Historically, Bastion Street is extremely interesting as it takes its name from a Bastion in the medieval town defences. On the Leinster side the town defences took the form of town walls – the first murage grant (or grant for building a wall) was made in 1251 and during the late medieval period these early defences were improved by the addition of the North Gate and the Dublin Gate (or East Gate) in the 16th century. In the seventeenth century Cromwell’s engineers further fortified the Leinster side defences by the building of stone bastions making Athlone the only Walled Town in Ireland to have bastions. Part of one of these bastions has been preserved just outside the Civic Centre in Church Street, while the stretch of Town Wall along the side of St Mary’s Church of Ireland has recently had extensive conservation work carried out on it.
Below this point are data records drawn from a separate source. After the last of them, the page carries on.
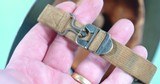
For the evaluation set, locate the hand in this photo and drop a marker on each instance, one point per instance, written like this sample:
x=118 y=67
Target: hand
x=43 y=57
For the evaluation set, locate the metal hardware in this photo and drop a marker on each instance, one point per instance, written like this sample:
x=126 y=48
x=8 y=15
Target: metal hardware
x=74 y=28
x=106 y=46
x=90 y=31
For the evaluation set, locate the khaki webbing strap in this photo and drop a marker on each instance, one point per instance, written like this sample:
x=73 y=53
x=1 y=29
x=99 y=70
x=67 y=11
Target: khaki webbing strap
x=120 y=55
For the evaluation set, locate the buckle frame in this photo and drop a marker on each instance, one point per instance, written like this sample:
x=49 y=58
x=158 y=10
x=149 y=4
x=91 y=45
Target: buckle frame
x=89 y=29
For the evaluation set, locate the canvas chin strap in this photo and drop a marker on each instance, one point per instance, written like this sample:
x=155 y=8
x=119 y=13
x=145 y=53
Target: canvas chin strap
x=97 y=41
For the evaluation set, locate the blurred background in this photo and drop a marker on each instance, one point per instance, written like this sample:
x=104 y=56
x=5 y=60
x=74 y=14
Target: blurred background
x=13 y=13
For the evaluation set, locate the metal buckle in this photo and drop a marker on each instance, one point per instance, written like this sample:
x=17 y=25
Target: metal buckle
x=90 y=31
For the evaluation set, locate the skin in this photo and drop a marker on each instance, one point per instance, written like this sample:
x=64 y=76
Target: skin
x=43 y=57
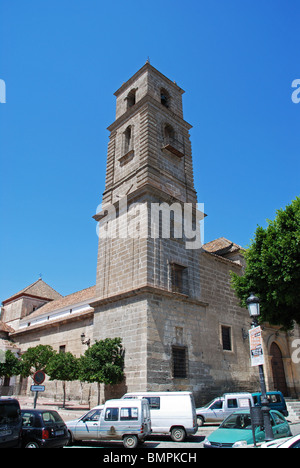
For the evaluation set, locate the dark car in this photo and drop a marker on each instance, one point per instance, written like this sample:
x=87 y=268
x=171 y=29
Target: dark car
x=43 y=429
x=10 y=423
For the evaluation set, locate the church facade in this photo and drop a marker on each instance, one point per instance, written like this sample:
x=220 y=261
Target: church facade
x=167 y=296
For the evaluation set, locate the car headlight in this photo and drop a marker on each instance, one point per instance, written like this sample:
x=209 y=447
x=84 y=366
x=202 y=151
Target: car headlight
x=206 y=441
x=240 y=444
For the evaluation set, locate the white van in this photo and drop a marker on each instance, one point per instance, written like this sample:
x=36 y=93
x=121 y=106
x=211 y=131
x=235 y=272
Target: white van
x=128 y=421
x=171 y=413
x=218 y=409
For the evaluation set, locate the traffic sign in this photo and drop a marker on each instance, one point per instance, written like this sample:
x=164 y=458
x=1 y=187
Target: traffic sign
x=39 y=377
x=37 y=388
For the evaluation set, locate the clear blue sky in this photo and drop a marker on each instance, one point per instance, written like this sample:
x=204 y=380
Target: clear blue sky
x=62 y=60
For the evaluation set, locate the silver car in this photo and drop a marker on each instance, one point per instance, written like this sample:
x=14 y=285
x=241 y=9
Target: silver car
x=126 y=420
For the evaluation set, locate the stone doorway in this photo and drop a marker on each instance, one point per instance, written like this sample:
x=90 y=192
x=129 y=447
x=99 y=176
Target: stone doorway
x=278 y=369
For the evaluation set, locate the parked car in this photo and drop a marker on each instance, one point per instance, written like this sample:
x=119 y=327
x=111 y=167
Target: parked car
x=219 y=408
x=10 y=423
x=236 y=430
x=43 y=429
x=290 y=442
x=276 y=401
x=128 y=421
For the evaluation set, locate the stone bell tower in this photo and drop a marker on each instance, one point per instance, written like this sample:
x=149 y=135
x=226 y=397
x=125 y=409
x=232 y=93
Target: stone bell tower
x=147 y=278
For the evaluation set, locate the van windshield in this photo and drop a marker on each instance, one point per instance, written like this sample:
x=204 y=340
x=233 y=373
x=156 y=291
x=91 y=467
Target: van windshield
x=9 y=413
x=237 y=421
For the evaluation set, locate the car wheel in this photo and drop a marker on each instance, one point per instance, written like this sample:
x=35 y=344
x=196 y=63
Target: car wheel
x=130 y=441
x=32 y=444
x=178 y=434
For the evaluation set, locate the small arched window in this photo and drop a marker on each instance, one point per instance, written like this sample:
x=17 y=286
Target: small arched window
x=169 y=133
x=164 y=97
x=128 y=140
x=131 y=98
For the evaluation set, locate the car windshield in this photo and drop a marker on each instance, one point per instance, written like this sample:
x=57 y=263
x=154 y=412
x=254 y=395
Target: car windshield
x=237 y=421
x=50 y=417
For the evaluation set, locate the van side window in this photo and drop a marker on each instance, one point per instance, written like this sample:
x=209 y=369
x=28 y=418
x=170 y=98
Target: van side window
x=154 y=402
x=232 y=403
x=129 y=414
x=111 y=414
x=217 y=405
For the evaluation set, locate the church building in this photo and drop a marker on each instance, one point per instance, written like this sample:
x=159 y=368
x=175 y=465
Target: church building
x=157 y=287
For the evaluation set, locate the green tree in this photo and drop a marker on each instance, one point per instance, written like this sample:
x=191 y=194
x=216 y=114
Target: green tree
x=103 y=362
x=36 y=358
x=10 y=366
x=64 y=367
x=273 y=268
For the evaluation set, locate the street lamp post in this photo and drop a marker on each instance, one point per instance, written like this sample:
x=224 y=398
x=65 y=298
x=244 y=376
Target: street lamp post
x=254 y=312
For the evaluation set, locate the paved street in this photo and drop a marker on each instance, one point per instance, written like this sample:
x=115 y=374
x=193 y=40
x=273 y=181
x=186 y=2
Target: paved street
x=74 y=410
x=164 y=442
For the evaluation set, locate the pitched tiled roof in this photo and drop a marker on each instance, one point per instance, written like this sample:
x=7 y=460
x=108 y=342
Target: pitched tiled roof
x=221 y=246
x=66 y=301
x=37 y=289
x=6 y=328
On the Connaught side of the town, apart from the fortifications of the Castle and the Connaught Tower, the next attempt to fortify the west town came in the 1650s when a series of earthen rampart walls and bastions were built creating a security circuit extending as far as the present Bastion Street, which takes both its name and outline from part of one of these bastions. Because of the nature of these defences and the fact that they were probably largely destroyed during the Williamite bombardments of the Castle and its environs we know comparatively little about the western defences of Athlone apart from what we can see on maps. Later defences of the western town included the Batteries which were built during the Napoleonic era, the last evidence of which is the substantial remains of the No 1 Battery.
Bastion Street
Bastion Street we believe, forms the central axis of the West Bastion. The ‘nose’ of the bastion was at the junction of O’Connell Street and Grattan Row, and the southern flank of the bastion was in Grattan Row. In other words, much of the shape of this streetscape was dictated by the lay-out of the bastion. The bastion which gives the street its name dates to the early to mid-1650s. On an estate map of 1784 the street we now call Grattan Row was marked ‘old road’, and before it became Grattan Row it was Chapel Lane (north) – Grattan Row probably dates to the 1890s, the houses were certainly occupied by the time of the 1901 Census, and like much of this area this street was developed by the Lyster family, one of Athlone’s premier building contractors in Victorian times.
In 1756 the street we now know as Bastion Street was referred to as Royal Bastion, the term Bastion Street seems to have come into use by the mid-nineteenth century.